In this environment, cyber insurance has become a valuable risk transfer and risk mitigation tool for companies across the board. Even over the past year, there were evolutions in the cyber insurance space, from continued expansions of coverage for business interruption and system failure resulting from cyberattacks, to heightened focus on silent cyber, according to experts at CNA Canada.

“We’re seeing a lot of discussion around silent cyber, meaning where cyber exposure might exist in an insurer’s portfolio outside of actual cyber policies,” said Terri Mason-Benjamin, AVP of professional liability and cyber at CNA Canada. “You might have some non-affirmative coverage, for example, under a property policy when physical damage resulting from a cyberattack causes a fire. That’s something the insurance industry is looking at closely.”

“There is also a lot of discussion around the topic of cyber as a peril. Rather than covering all exposures related to cyber under a cyber policy, consideration needs to be given to treating cyber as a peril which needs to be addressed under multiple coverage lines. 

On the claims side, CNA Canada has seen an uptick in ransomware claims, which shouldn’t surprise anyone considering the sophistication of ransomware available on the black market today, as well as the follow-on business interruption claims after a cybercriminal strikes, explained Jelena Cvetkovic, claims specialist in specialty and financial lines at CNA Canada.

Shelley Ma, associate director of cyber investigations at cybersecurity firm KIVU, echoed those findings, telling Insurance Business that ransomware is one of the key types of cyber incidents the company sees. In fact, 70% of the cases KIVU works on are related to ransomware, while the second most common threat is business email compromise.

“That typically involves some sort of phishing scam where the actor was able to gain access to an executive’s mailbox, and subsequently is utilizing their mailbox to conduct further nefarious activities, like additional scam campaigns or running social engineering from within their compromised mailbox for wire fraud or other types of social engineering attacks,” explained Ma.

While 58% of businesses undertook activities to identify cybersecurity risks and only 5% of Canadian businesses reported not having any cybersecurity measures in place, reported Statistics Canada in March 2019, there continue to be major vulnerabilities within companies’ four walls that expose them to cyberattacks. The human element, for one, plays a central role in increasing a company’s cyber risk.

“We have a saying in the cyber world that the weakest link in the chain is what’s sitting behind the keyboard,” said Ma. In fact, the impact of human error is so significant that it is reflected in the underwriting of cyber risk.
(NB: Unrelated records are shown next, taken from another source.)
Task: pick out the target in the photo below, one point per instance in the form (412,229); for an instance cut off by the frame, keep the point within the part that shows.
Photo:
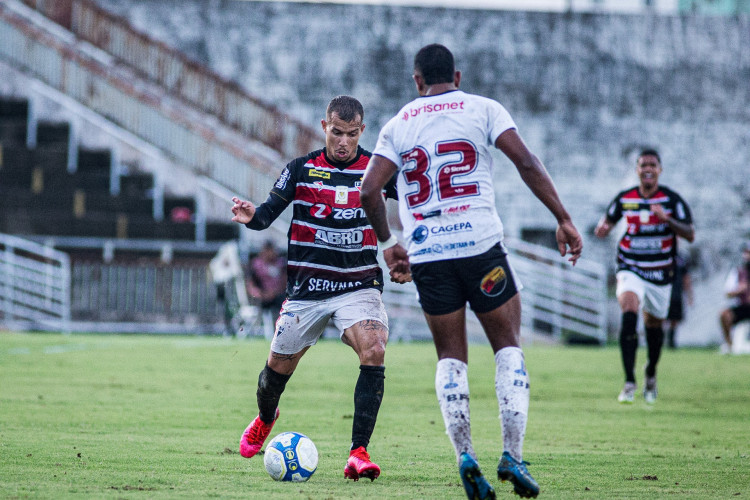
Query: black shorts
(741,313)
(485,281)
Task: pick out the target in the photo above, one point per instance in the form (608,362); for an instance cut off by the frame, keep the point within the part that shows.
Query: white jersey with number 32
(441,145)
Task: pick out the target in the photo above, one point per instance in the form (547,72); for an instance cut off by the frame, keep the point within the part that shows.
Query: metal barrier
(34,285)
(144,293)
(561,300)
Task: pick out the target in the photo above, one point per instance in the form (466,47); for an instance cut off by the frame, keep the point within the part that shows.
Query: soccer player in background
(439,146)
(332,272)
(655,216)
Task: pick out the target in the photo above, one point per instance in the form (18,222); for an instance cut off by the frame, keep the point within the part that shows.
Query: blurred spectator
(267,282)
(738,289)
(682,288)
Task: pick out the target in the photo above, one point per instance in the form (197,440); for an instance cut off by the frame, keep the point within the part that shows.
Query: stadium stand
(149,273)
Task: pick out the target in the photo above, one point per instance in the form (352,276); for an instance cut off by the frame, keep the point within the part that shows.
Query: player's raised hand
(569,241)
(398,264)
(243,211)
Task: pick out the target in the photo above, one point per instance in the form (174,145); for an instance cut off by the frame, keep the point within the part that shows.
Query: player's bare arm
(379,172)
(682,229)
(243,211)
(535,176)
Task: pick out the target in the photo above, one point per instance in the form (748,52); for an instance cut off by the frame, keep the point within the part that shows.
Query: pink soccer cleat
(255,435)
(359,465)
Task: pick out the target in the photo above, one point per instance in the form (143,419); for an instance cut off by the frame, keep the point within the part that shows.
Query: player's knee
(374,353)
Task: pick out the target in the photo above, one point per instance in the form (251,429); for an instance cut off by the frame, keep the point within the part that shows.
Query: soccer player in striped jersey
(655,216)
(439,146)
(333,274)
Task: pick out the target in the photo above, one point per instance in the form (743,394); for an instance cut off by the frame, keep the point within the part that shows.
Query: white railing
(34,285)
(561,300)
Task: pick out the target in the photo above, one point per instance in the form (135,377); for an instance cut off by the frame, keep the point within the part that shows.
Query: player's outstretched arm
(535,176)
(243,211)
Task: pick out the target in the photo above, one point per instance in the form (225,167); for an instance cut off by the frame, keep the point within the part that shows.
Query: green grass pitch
(110,416)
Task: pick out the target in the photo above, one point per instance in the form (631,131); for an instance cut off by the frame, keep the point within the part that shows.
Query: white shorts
(653,298)
(302,322)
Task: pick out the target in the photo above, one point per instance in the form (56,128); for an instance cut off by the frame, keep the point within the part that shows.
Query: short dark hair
(435,63)
(347,107)
(650,152)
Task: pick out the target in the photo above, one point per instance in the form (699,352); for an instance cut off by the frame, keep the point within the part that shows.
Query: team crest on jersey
(281,181)
(420,234)
(494,282)
(342,195)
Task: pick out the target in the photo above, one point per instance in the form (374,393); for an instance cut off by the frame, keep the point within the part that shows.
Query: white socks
(452,388)
(512,389)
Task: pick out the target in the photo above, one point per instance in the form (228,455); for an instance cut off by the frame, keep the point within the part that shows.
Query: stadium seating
(40,196)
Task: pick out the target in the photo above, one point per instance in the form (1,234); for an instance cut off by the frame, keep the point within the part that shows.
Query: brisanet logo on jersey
(432,108)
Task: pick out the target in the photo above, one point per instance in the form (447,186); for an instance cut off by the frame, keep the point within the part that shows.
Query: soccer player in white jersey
(439,145)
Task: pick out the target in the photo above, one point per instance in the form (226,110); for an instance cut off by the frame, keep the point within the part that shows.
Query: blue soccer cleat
(509,469)
(476,486)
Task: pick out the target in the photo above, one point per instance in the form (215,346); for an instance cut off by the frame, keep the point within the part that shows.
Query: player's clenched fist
(243,211)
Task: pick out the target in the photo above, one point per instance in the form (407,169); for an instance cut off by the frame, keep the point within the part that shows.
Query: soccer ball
(291,456)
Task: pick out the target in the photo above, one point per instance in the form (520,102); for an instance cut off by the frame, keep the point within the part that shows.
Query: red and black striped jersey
(332,247)
(648,246)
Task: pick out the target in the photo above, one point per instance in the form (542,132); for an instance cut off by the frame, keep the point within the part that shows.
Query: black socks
(629,344)
(270,387)
(368,394)
(654,341)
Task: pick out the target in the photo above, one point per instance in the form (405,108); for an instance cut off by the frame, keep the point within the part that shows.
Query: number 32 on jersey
(417,171)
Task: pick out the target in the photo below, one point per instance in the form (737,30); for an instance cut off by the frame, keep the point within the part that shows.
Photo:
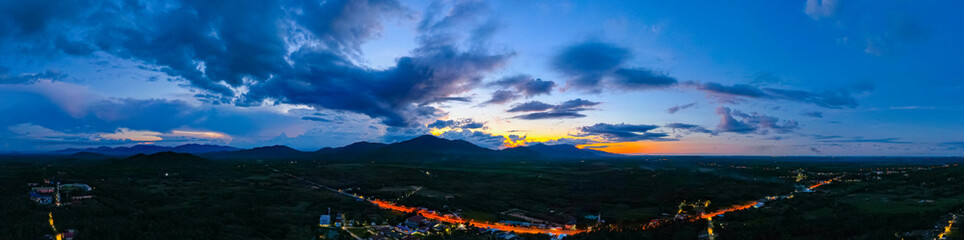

“If you look back six, seven, or eight years ago when we were underwriting cyber risk, we were focusing very much on IT security and how well networks were protected,” said Mason-Benjamin. “Fast forward to today, and we’re realizing that’s still a very important factor, but human error also accounts for a significant proportion of breaches. From an underwriting perspective, we’ve started to ask a lot more questions around awareness, training, and what the culture is internally in an organization around cyber risk – is it something that’s addressed at the board level, and who does the IT director report to?”

Creating a culture around cyber awareness does more than prevent employees from clicking on suspicious emails. It can likewise mean that when incidents do occur, they’re brought to the attention of the right stakeholders quickly, which can minimize damage.

“In a lot of organizations, people are either embarrassed or afraid that if it gets discovered they clicked on something they shouldn’t have, they may get reprimanded or it’ll be detrimental to their career,” said Imran Ahmad, a partner at Blake, Cassels & Graydon LLP with expertise in cybersecurity, IT, privacy, and technology. “More often than not, we’ll have situations where had it been reported earlier on and there were good compliance mechanisms where this would’ve been detected, the impact would’ve been mitigated significantly.”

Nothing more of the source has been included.